インフルエンザや新型コロナウイルス感染症などが流行しています。気温が下がり、空気が乾燥するこの時期は一年で最も感染症が増える時期でもあり、より一層、気をつけたいものです。感染症の予防には、自分自身の免疫機能を高めることが最善策です。このために欠かせない栄養素が「亜鉛」です。
これまでに、「新型コロナ感染者では健常者に比べて亜鉛の血中濃度が約30%低下していた」「亜鉛欠乏状態にある新型コロナ患者は重症化するリスクが5.5倍上昇する」など、新型コロナと亜鉛との関連を示すさまざまな報告がなされてきました。2023年には、新型コロナ患者に対して亜鉛を投与すると死亡率や重症化を軽減できるという研究報告もなされました。
亜鉛は細胞活動の根幹に関わる非常に重要な必須ミネラルです。体内の200種類以上の酵素に関与して、さまざまな代謝を行う中心的な役割をはたしており、生命活動の基盤ともいえる細胞分裂は亜鉛がないと始まりません。そんな亜鉛が不足すれば、粘膜の防御機能が衰え、細菌やウイルスが侵入しやすくなってしまうのです。
また、亜鉛はSOD(スーパーオキサイドディスムターゼ)という抗酸化酵素の活性にも関与しており、細胞を酸化ストレスから守ってくれる錆止めの働きをしています。脳神経、視力、皮膚や粘膜、前立腺や副腎機能、味覚の維持などあらゆる体の機能に関わっており、亜鉛は人間が生きていくうえで欠かすことのできない存在です。さらに、水銀などの有害金属を体外へ排出する働きもあります。
1日あたりの亜鉛必要量は10mg前後とされています。亜鉛を多く含む食品の筆頭は何といっても牡蠣です。寒い時期は鍋物などで牡蠣を積極的に食べることをお勧めします。他にはナッツや卵などにも比較的多く含まれます。
ただし、牡蠣を毎日食べ続けるわけにもいかず、現代人の通常の食生活では必要量を摂取することは極めて難しいのが実情です。そのため重要な栄養素でありながら、亜鉛は多くの人で不足しています。

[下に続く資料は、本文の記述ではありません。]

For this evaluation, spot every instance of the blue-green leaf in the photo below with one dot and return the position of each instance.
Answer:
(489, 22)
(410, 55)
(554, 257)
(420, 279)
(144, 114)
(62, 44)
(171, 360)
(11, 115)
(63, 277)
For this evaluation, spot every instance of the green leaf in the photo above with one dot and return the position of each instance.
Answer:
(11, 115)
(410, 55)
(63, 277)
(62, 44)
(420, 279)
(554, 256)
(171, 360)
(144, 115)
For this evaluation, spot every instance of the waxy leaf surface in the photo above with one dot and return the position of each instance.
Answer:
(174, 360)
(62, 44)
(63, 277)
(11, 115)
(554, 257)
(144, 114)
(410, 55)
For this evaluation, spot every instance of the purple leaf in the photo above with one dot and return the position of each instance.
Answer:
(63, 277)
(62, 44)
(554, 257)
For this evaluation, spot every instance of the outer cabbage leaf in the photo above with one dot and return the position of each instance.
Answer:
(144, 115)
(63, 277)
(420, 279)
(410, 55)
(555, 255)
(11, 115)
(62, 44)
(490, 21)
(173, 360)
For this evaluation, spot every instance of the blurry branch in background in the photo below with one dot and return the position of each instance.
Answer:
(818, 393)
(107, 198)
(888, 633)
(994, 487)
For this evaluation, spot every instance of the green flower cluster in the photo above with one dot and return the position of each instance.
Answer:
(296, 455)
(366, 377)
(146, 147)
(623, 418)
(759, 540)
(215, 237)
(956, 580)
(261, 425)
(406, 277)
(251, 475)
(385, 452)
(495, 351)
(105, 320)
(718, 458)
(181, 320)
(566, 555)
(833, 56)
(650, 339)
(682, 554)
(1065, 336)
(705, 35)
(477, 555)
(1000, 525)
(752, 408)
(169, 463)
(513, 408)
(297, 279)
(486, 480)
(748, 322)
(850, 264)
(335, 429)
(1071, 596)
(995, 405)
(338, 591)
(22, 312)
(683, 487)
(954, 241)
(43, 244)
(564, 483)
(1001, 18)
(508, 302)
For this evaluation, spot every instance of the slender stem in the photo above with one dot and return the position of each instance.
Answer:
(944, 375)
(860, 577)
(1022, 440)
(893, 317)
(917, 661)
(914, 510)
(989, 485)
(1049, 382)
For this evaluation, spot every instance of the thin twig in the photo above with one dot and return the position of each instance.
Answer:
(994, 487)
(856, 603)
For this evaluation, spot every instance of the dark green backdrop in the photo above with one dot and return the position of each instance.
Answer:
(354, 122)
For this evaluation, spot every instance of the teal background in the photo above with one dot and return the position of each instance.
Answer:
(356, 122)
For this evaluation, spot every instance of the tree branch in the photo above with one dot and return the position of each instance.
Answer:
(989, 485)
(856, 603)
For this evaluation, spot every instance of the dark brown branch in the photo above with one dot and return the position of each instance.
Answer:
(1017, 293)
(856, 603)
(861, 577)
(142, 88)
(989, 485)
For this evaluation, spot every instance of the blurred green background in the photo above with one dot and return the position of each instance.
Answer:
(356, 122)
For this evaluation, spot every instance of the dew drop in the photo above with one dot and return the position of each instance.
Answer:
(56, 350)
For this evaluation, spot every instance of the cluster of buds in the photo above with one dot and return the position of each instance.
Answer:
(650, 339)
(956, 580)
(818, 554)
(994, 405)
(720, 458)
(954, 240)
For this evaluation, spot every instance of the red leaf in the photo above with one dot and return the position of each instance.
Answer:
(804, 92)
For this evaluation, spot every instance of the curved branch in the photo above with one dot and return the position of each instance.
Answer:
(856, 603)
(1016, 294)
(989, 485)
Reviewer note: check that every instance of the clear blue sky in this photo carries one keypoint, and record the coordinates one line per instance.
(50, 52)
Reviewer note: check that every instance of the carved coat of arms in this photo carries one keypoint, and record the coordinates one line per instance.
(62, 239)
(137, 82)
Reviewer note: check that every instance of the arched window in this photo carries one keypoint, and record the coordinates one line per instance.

また、意識して摂取しているつもりでも、血中濃度は身体の状態によって違ってきます。加齢によって消化・吸収力も低下しますので、高齢者では特に血中亜鉛濃度が低い傾向があります。さらに、年齢に関係なく、アルコールの摂取量が多い人では、亜鉛の血中濃度が低くなるようです。これはアルコールを代謝する際に亜鉛が消費されてしまうためです。
亜鉛不足が気になる人は、サプリメントの形で積極的に補給をすることも検討してみてください。できれば一年に一回は血中濃度の測定を行い、適正にあるか否かの判断をされることをお勧めします。
亜鉛の血中濃度を適正値に保つことは、感染症対策の一つとして重要なポイントです。ビタミンCや、亜鉛と同じく免疫機能の維持に欠かせないビタミンDなど他の微量栄養素も適切に補充しましょう。全身の栄養状態をよくするとともに、活発に運動し、良質な睡眠を十分にとり、感染症に負けない体づくりを心がけてください。